Und es geschah im November, mit der winterlichen Kälte, unter einer Wolkendecke, schwer von künftigem Schnee. Lärm im Ghetto. Vertrauter Lärm. Dieses Mal ging ich zur Eisenbahnbrücke und sah die Viehwaggons, die Menschenscharen, die Hunde. Und ich hörte die Schüsse. Ganze Salven. Erschießungskommandos. Panik umwaberte mich wie der Nebel.
Das Böse, dachte ich. So sieht also das Böse aus.
Ich musste mich abwenden.
Halt durch, Max, dachte ich. Chaim. Dr. Schillinger und Dziusia. Dr. Hirsch und Siunek. Oder versteckt euch. Tut, was ihr tun müsst. Lasst bloß nicht zu, dass sie euch umbringen.
Ich hörte die Pfeifen der Lokomotiven kreischen, als sie aus dem Bahnhof von Przemyśl fuhren, und wieder brach ich mein Versprechen Helena gegenüber.
Denn wie hätte ich ihr erklären sollen, dass das ihre Welt war?
Ich wusste nicht, wie viel Essen ich an diesem Tag kaufen sollte. Oder am nächsten. Oder am übernächsten. Das Ghetto war streng bewacht, und es herrschte Schweigen. Die äußeren Zäune wurden abgebaut. Nach innen gerückt. Sie pferchten die verbleibenden Juden ein wie Tiere in einer Falle.
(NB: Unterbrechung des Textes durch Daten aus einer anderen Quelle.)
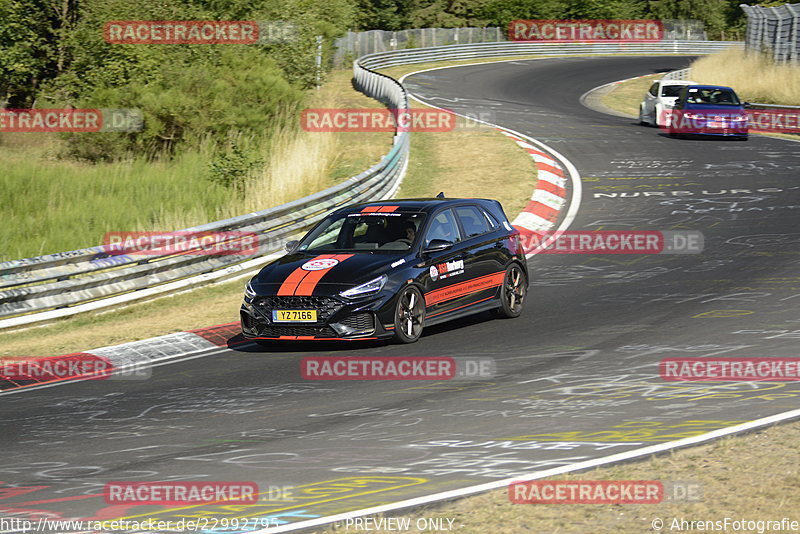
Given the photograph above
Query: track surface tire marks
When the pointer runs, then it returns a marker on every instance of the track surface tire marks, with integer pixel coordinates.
(577, 372)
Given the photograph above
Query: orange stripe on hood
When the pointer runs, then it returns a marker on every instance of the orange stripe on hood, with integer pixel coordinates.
(289, 285)
(306, 286)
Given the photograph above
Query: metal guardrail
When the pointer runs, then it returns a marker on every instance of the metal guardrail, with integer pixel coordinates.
(513, 49)
(49, 287)
(774, 29)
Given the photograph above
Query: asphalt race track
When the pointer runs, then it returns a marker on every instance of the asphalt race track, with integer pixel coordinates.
(577, 374)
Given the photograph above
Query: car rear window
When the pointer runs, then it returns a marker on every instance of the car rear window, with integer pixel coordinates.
(712, 96)
(671, 90)
(473, 221)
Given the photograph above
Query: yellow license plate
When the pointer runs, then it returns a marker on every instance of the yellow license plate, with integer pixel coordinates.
(294, 316)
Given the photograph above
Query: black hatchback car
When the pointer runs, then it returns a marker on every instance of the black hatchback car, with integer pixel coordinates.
(388, 269)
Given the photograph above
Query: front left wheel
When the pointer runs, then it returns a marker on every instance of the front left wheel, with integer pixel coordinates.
(512, 294)
(409, 314)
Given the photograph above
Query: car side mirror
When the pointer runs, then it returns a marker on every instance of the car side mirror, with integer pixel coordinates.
(437, 245)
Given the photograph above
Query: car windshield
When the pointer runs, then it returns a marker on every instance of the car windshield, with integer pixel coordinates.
(712, 96)
(671, 90)
(364, 231)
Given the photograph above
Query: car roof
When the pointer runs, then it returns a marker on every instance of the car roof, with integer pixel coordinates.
(413, 204)
(677, 82)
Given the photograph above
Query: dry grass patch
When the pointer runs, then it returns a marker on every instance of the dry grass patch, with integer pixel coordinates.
(625, 97)
(754, 77)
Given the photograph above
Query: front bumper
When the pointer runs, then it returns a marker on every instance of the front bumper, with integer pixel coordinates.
(336, 319)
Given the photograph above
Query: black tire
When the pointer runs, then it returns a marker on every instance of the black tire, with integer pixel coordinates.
(409, 315)
(512, 293)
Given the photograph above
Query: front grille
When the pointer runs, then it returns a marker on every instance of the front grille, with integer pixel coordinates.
(359, 321)
(325, 306)
(277, 331)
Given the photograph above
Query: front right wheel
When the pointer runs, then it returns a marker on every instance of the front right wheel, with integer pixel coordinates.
(409, 314)
(512, 293)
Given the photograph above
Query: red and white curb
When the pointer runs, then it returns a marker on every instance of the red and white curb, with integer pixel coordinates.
(541, 213)
(133, 356)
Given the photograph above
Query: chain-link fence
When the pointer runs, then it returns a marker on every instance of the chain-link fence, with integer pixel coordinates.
(357, 44)
(775, 30)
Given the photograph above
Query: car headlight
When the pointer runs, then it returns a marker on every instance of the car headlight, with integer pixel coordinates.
(366, 289)
(249, 292)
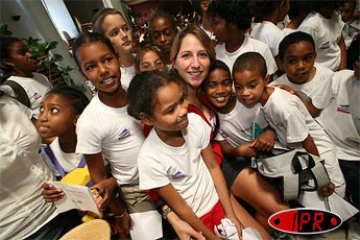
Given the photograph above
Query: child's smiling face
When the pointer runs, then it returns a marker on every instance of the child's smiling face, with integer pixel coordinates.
(249, 86)
(119, 33)
(218, 88)
(57, 117)
(220, 28)
(170, 109)
(100, 65)
(162, 34)
(298, 62)
(151, 61)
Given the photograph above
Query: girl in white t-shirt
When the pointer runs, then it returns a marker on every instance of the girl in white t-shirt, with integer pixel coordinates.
(236, 139)
(105, 130)
(176, 158)
(19, 66)
(113, 25)
(269, 13)
(324, 24)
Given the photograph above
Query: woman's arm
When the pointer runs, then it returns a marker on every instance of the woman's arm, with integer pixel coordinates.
(220, 185)
(243, 150)
(309, 145)
(343, 54)
(183, 230)
(183, 210)
(95, 163)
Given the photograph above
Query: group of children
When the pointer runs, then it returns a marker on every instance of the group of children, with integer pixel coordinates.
(171, 130)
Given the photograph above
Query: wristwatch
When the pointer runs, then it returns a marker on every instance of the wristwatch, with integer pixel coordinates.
(166, 212)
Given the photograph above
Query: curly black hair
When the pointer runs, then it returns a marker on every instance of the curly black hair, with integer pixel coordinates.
(141, 94)
(232, 11)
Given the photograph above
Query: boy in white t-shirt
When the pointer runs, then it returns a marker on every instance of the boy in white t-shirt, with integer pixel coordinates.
(270, 13)
(230, 20)
(325, 26)
(341, 121)
(286, 114)
(239, 144)
(312, 82)
(176, 159)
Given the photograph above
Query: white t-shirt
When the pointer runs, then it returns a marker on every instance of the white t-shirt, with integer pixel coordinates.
(341, 119)
(236, 126)
(287, 31)
(292, 122)
(127, 74)
(35, 87)
(22, 171)
(248, 45)
(326, 34)
(68, 161)
(115, 134)
(318, 91)
(183, 167)
(268, 33)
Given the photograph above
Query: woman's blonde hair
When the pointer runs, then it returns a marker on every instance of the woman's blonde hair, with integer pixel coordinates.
(197, 32)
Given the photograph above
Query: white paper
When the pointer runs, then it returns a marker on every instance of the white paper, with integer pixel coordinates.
(334, 203)
(146, 225)
(251, 234)
(76, 197)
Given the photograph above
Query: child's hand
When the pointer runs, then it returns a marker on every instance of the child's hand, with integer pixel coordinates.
(239, 226)
(106, 189)
(246, 150)
(183, 230)
(124, 222)
(328, 190)
(264, 142)
(50, 193)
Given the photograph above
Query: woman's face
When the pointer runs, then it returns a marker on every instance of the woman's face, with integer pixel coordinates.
(151, 61)
(162, 34)
(116, 29)
(192, 61)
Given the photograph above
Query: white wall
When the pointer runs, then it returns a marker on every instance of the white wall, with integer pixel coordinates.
(61, 17)
(35, 21)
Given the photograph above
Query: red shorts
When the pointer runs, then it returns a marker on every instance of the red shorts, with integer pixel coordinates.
(213, 218)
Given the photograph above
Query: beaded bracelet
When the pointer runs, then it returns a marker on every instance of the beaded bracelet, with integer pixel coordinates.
(120, 216)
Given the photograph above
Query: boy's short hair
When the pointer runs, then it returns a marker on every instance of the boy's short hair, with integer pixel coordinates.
(251, 61)
(232, 11)
(292, 38)
(218, 64)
Ich ging die neue Umzäunung entlang. Keine Spur von Max. Ich wusste, dass er tot war. Aber ich konnte es nicht akzeptieren.
Vielleicht wollte ich mich einfach nicht geschlagen geben.
Ich wusch unsere Kleidung. Zeigte Helena, wie sie beim Singen Schnur zwischen den Fingern spannen und Muster weben konnte, die zum Reim passten. Wir gönnten uns heißen Tee mit Zucker und gingen zu Bett.
Und ich lauschte ins Dunkel.
Woher hatte die Gestapo gewusst, dass sich Herr Schwarzer in dem Lagerhaus versteckt hielt? War er gesehen worden? Erkannt worden? Oder suchten sie einfach überall, brachen Türen auf, bis sie etwas fanden, was nicht erlaubt war?
Oder war jemand von uns, einer seiner Nachbarn, zur Gestapo gegangen und hatte acht Leben verkauft?
Wenn das der Fall war, gab es keinen erdenklichen Grund, warum man mir nicht das Gleiche antun sollte.
Ich versuchte mich zu erinnern, ob ich je unvorsichtig gewesen war. Hatte ich erwähnt, wie viel Essen ich kaufte? Hatte irgendwer einmal einen Kommentar über mein Kommen und Gehen abgegeben? Hatte Helena einer ihrer Freundinnen im Treppenhaus etwas erzählt?
Was, wenn die beiden Deutschen, die mir Waffen an den Kopf gehalten hatten, wussten, wer ich war? Wenn sie mir nach Hause gefolgt waren und hofften, mich bei Schlimmerem zu erwischen, als Juden mit Essen zu versorgen? Wenn sie mich hatten gehen lassen, weil sie auch meine kleine Schwester drankriegen wollten?
Die Angst kommt mit der Dunkelheit, wenn man still daliegt und auf das Klopfen an der Tür wartet. Und Angst ist nicht immer rational.
Ich setzte mich in der Finsternis auf.
Przemyśl hatte mich seit jener Fahrt im Postwagen, als ich zwölf Jahre alt war, vieles gelehrt. Die Stadt hatte mich gelehrt, dass Menschen gern mit Wörtern Grenzen zwischen einander ziehen. Jude. Katholik. Deutscher. Pole. Aber das waren die falschen Wörter. Es waren die falschen Grenzlinien. Freundlichkeit. Grausamkeit. Liebe und Hass. Das waren die Unterschiede, die zählten. In Przemyśl hatte ich gelernt, was im Leben wirklich wichtig war.
Der weitere Weg lag dunkel und gerade vor mir.
Ich legte meinen Kopf neben Helenas singenden Atem auf das Kissen. Horchte. Dachte nach. Versuchte den Schlaf zuzulassen.
Bis ich meine Augen aufschlug, weil ein Echo durch die Dunkelheit klang.
Ein Klopfen an der Tür.
Bis ich in den Flur rannte und nicht die Gestapo vorfand.
Und auch nicht Izio.
Bis ich Max Diamant vor der Tür stehen sah.